Less Bust, More Heart

'Virgin River’ Meets ‘Gilmore Girls’ At These Top 7 Hometown Inns To Pop The Question “Will You Marry Me?”

There are two scars that outline my left breast. They represent a time in my life when I least expected something else to turn my world upside down.

Scars strategically placed on my abdomen were remnants of over a dozen surgeries removing endometriosis, and ultimately my uterus, and my ovaries. These scars deflated my self confidence. I felt as if I could see them, everyone else would stare at them.

The medical history of my twenties was overwhelming, confusing, and traumatic. Surgeries every six months were normal, along with experimental drugs and needle pricks.

Overcoming the challenges associated with endometriosis and later cancer attacking my female organs was a battle I chose to fight while working full time. I earned my battle scars. A warrior in the face of danger, the unknown. At first afraid of the scars, now wearing them proudly.

Without my persistence and connection to my body, things could have turned out much different. I may not be here today to share my stories of pain, hurt, fear, and heart.

By the time my last ovary was removed, I was only 26. And I finally thought I would be healthy, only to battle changing hormones in my body that produced weight gain, weight loss, more weight gain, and the unexpected to me -breast loss. My bust size changed. My reduced bra size inspired creative conversation among men who believed I should get enhancements, and it made me feel less of a woman.

My first breast lump was found when I was 28, too young for something like this the doctors said. If that was not something I had not heard before, than I was hallucinating. Ultrasounds and a mammograms did not have the doctor concerned, however they wanted me to stop drinking all caffeine. Coffee, Soda, and chocolate were expected to be removed from my diet.

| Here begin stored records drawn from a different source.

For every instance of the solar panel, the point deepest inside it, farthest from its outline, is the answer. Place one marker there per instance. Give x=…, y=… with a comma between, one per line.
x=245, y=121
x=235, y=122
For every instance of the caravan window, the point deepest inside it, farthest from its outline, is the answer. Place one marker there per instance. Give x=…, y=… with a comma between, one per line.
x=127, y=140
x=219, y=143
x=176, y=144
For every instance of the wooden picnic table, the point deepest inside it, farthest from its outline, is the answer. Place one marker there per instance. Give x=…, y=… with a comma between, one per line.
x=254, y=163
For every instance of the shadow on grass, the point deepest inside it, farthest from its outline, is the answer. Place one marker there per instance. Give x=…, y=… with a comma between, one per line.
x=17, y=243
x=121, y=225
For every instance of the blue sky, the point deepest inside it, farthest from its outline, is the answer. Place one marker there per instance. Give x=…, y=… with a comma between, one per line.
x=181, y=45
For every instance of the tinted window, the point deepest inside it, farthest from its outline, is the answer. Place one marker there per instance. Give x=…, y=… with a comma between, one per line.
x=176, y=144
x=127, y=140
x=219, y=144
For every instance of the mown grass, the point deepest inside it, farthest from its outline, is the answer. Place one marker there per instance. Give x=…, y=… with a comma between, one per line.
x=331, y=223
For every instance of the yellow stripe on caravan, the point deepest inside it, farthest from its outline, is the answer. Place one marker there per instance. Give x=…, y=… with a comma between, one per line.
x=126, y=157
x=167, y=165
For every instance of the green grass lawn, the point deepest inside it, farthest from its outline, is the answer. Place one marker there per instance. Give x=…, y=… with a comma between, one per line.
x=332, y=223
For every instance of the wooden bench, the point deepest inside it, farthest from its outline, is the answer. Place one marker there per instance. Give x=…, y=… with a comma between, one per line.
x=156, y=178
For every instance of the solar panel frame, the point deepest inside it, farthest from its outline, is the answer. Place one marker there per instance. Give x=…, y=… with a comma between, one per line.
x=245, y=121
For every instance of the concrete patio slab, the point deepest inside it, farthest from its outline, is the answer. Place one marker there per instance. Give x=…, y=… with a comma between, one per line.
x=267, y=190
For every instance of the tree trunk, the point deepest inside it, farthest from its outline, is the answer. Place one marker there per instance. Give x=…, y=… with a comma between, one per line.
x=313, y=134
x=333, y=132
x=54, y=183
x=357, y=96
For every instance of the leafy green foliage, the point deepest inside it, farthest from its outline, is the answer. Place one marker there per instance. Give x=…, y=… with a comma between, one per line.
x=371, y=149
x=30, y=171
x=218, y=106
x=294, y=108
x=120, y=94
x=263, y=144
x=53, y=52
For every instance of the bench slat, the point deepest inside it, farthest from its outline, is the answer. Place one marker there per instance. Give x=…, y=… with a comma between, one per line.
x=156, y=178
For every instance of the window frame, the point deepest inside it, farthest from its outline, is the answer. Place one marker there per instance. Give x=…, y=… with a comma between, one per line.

The best news, there was no “C word” involved in this conversation. I vowed to eat healthier and take care of myself and now truly laughed at the thought of breast surgery to enhance my looks. I was already self conscious, and knew enhancements would only be for a mans pleasure and not good for my health. The pain of not feeling whole consumed me, it changed me. Thinking less of myself, I struggled with weight gain, and finding laughter over tears. Over the span of a year, I stopped taking the hormone drugs and the lump disappeared. To this date I don’t take hormones, watch my soy intake, and eat a balanced diet that works for me.

Turning 30 changed something inside of me. I felt alive, and happy for the first time in ten years. I was more active, and understood how to take care better care of me emotionally and physically. Attending a yoga retreat for three weeks is where I shed the decade of tears, removing the pain of my health struggles and inability to naturally have children.

It was also here that I discovered a new lump. My positive thinking and thirst for life was at an all time high. For several months, I chose to ignore it. As the lump grew, my left arm throbbed with pain. I felt that this was my time, that I had lived Gods plan for me, and this would be how it would end. I started feeling sorry for myself, and crying over the unknown, so I visited the doctor.
Tests found not one, but two lumps in my left breast. The decision was made to remove the lumps and send them to the lab to see if they were cancerous.

At this point in my life I had just started my business, I was about to host a TEDx event, and planning a move across the country. I felt I was at an all time high, and bam, I received a reminder that I was not the one in control.

Heading into surgery, the hospital gown and hospital bed an all to familiar sight. At the age of thirty I felt I was going to die, but  something happened that day in the hospital.

It felt as if time stood still while a room full of jokes about lopsided breasts filled the air. My tired smile and fake laugh, covered the tingling madness inside while I waited for the surgeon.

As they wheeled me to surgery and injected me with anesthesia meds, I made a promise to never to give up. I made a promise to always look at the good, to follow my heart, to believe in myself, and to be grateful for each and every day of my life. I made a promise to live and to inspire those I came into contact with. It was this day I chose to leap into my life and my destiny.

I woke up from surgery exhausted, most likely from dreaming bigger than ever before. Hearing the words ,your test results are negative, you don’t have cancer, was music to my ears.

I feel that I got a new lease on life. I had vivid dreams of me dying prior to surgery and had seen everything so clearly. I am not sure how many second chances God will give me, and I will take every one he throws my way.

6 months ago I was at the same doctor again for more tests. I have a new lump in my left breast. Both the mammogram and ultrasound are picking it up, however the radiologist does not feel it is something of concern unless it changes in size.

The fact is, I am not scared. I took the precaution to have it looked at , and I will watch it. I don’t want to give my body an unnecessary surgery, and it made me say to myself, how healthy are you eating and what can you change.

I believe in my heart things happen for a reason. Today I am grateful for every day. Thankful for time spent with loved ones and friends, and grateful to have a career I love. I am happier for I have gained a bigger heart and a smaller bust.